If you are using more than one database you can use
``django.db.connections`` to obtain the connection (and cursor) for a
specific database. ``django.db.connections`` is a dictionary-like
object that allows you to retrieve a specific connection using it's
alias::

    from django.db import connections
    cursor = connections['my_db_alias'].cursor()

.. _transactions-and-raw-sql:

Transactions and raw SQL
------------------------
If you are using transaction decorators (such as ``commit_on_success``) to
wrap your views and provide transaction control, you don't have to make a
manual call to ``transaction.commit_unless_managed()`` -- you can manually
commit if you want to, but you aren't required to, since the decorator will
commit for you.

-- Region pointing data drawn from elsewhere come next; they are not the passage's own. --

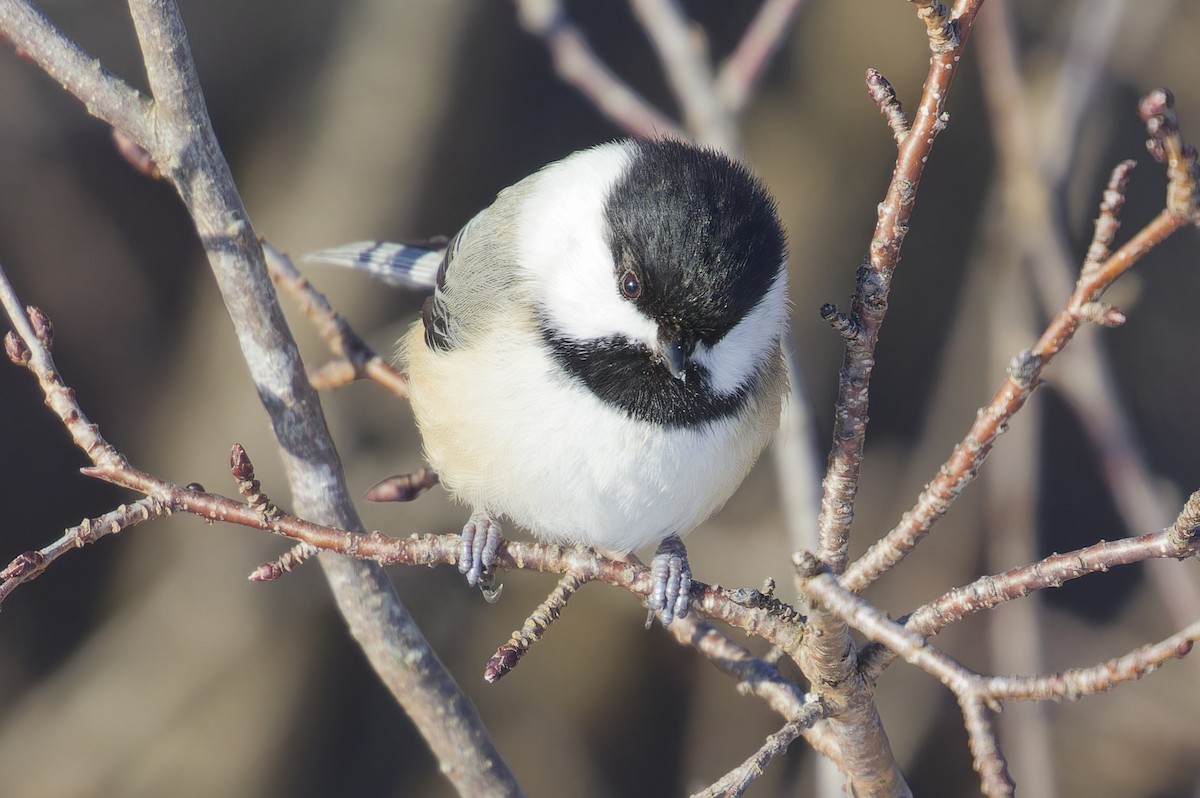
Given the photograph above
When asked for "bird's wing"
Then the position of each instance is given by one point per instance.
(406, 265)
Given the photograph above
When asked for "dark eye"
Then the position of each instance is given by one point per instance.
(630, 286)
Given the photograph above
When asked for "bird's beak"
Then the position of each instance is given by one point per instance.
(673, 351)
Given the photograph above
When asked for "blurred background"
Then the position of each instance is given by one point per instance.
(148, 665)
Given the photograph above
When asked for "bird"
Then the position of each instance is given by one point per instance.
(600, 361)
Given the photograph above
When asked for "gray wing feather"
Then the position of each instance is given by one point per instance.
(403, 265)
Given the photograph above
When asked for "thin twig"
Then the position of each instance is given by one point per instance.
(29, 565)
(103, 95)
(739, 75)
(1176, 541)
(184, 145)
(534, 628)
(1024, 376)
(870, 300)
(334, 329)
(683, 53)
(739, 779)
(985, 754)
(579, 65)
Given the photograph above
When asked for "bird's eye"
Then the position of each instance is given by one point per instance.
(630, 286)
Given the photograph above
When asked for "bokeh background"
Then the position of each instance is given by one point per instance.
(148, 665)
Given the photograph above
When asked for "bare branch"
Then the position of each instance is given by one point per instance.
(1026, 369)
(738, 780)
(739, 73)
(870, 300)
(535, 625)
(183, 144)
(985, 755)
(1176, 541)
(103, 95)
(683, 53)
(580, 66)
(335, 330)
(28, 567)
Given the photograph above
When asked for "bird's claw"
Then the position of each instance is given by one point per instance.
(478, 553)
(671, 592)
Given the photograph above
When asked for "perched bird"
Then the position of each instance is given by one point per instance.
(600, 361)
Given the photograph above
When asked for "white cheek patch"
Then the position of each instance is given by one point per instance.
(742, 352)
(562, 245)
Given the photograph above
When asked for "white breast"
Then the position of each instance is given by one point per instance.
(510, 433)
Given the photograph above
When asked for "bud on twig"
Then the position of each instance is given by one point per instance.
(42, 327)
(16, 349)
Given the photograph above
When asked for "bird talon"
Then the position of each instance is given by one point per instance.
(478, 552)
(672, 581)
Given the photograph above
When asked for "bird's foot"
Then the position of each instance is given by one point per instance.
(478, 552)
(672, 582)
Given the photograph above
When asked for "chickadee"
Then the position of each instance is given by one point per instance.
(600, 360)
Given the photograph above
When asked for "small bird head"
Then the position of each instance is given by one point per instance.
(663, 279)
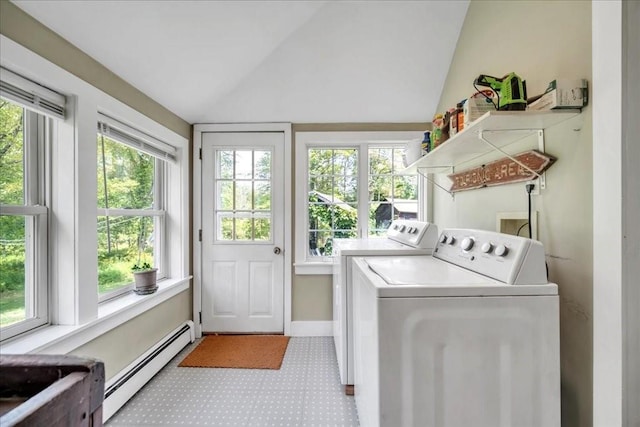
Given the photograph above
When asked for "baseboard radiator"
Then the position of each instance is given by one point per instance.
(120, 388)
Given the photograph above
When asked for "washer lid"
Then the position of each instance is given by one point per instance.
(425, 276)
(374, 246)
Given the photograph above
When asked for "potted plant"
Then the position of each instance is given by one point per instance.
(145, 278)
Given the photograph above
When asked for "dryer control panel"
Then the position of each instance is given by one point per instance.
(417, 234)
(511, 259)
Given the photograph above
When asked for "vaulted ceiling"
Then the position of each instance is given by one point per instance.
(260, 61)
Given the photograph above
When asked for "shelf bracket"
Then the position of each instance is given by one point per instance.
(489, 143)
(542, 182)
(426, 176)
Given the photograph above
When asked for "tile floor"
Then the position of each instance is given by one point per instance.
(306, 391)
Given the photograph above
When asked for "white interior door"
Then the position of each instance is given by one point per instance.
(243, 232)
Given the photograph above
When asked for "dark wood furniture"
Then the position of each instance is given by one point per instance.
(50, 390)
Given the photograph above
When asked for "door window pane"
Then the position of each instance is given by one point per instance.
(243, 202)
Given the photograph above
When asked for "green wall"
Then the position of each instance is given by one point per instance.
(120, 346)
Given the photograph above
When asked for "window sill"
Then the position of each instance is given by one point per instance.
(313, 268)
(60, 339)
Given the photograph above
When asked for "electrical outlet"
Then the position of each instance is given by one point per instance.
(515, 223)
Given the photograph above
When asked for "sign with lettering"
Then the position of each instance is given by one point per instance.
(503, 171)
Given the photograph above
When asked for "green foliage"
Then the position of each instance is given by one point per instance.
(126, 240)
(12, 273)
(12, 307)
(11, 154)
(141, 267)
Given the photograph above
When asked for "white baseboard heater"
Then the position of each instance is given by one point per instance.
(120, 388)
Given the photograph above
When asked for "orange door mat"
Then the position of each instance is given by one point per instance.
(238, 351)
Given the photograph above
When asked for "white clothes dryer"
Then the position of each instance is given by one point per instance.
(404, 237)
(467, 337)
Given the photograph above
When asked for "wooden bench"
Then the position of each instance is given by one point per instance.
(50, 390)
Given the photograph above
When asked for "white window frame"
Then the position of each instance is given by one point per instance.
(75, 315)
(36, 140)
(362, 141)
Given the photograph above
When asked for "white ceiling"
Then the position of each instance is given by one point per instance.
(261, 61)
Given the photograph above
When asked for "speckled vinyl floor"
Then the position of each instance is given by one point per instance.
(306, 391)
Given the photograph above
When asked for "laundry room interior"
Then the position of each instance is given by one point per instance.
(432, 202)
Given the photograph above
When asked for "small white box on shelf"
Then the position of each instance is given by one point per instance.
(562, 93)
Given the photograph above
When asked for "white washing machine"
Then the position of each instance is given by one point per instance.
(466, 337)
(404, 237)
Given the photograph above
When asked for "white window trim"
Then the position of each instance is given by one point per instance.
(74, 303)
(62, 339)
(361, 140)
(35, 212)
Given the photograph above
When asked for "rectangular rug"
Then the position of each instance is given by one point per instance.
(238, 351)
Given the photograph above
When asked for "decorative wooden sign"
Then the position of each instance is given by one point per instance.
(503, 171)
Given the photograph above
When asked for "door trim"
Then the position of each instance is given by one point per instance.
(198, 130)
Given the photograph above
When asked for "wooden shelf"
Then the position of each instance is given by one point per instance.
(502, 128)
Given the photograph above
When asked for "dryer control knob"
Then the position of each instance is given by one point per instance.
(467, 243)
(501, 250)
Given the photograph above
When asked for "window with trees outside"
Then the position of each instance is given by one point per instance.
(351, 190)
(23, 219)
(131, 206)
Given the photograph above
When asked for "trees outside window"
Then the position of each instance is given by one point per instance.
(130, 213)
(23, 220)
(354, 191)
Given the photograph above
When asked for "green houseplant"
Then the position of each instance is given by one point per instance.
(145, 278)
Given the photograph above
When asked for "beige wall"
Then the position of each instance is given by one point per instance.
(124, 344)
(540, 41)
(312, 295)
(23, 29)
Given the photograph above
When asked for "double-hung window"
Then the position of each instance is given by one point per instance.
(349, 185)
(27, 112)
(131, 175)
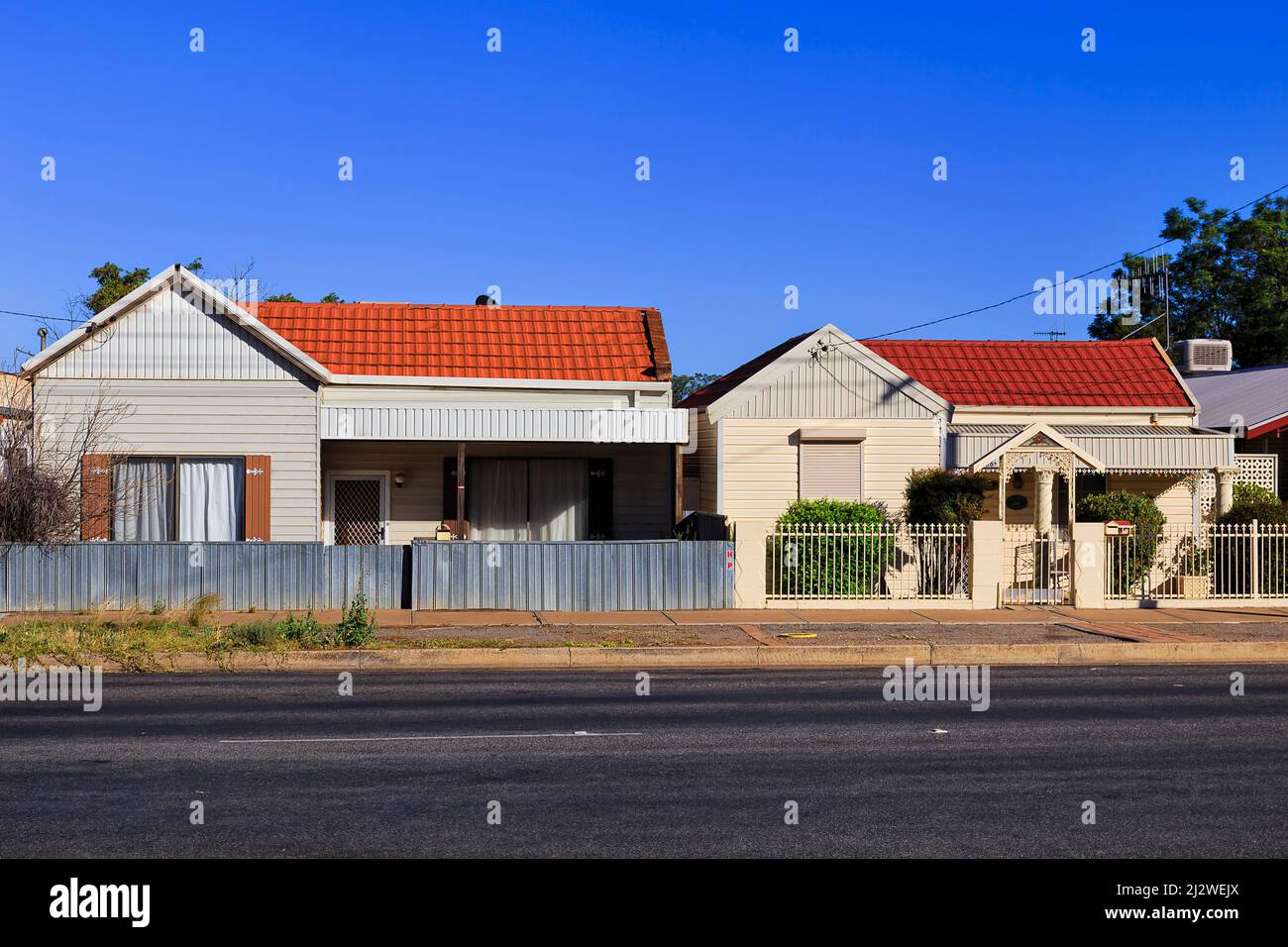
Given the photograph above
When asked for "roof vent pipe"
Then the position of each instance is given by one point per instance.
(1205, 356)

However, if you don't manually commit your changes, you will
need to manually mark the transaction as dirty, using
``transaction.set_dirty()``::

    @commit_on_success
    def my_custom_sql_view(request, value):
        from django.db import connection, transaction
        cursor = connection.cursor()

        # Data modifying operation
        cursor.execute("UPDATE bar SET foo = 1 WHERE baz = %s", [value])

        # Since we modified data, mark the transaction as dirty
        transaction.set_dirty()

        # Data retrieval operation. This doesn't dirty the transaction,
        # so no call to set_dirty() is required.
        cursor.execute("SELECT foo FROM bar WHERE baz = %s", [value])
        row = cursor.fetchone()

        return render_to_response('template.html', {'row': row})

The call to ``set_dirty()`` is made automatically when you use the Django ORM
to make data modifying database calls. However, when you use raw SQL, Django
has no way of knowing if your SQL modifies data or not. The manual call to
``set_dirty()`` ensures that Django knows that there are modifications that
must be committed.

Connections and cursors
-----------------------

``connection`` and ``cursor`` mostly implement the standard `Python DB-API`_
(except when it comes to :doc:`transaction handling </topics/db/transactions>`).
If you're not familiar with the Python DB-API, note that the SQL statement in
``cursor.execute()`` uses placeholders, ``"%s"``, rather than adding parameters
directly within the SQL. If you use this technique, the underlying database
library will automatically add quotes and escaping to your parameter(s) as
necessary. (Also note that Django expects the ``"%s"`` placeholder, *not* the
``"?"`` placeholder, which is used by the SQLite Python bindings. This is for
the sake of consistency and sanity.)

.. _Python DB-API: http://www.python.org/dev/peps/pep-0249/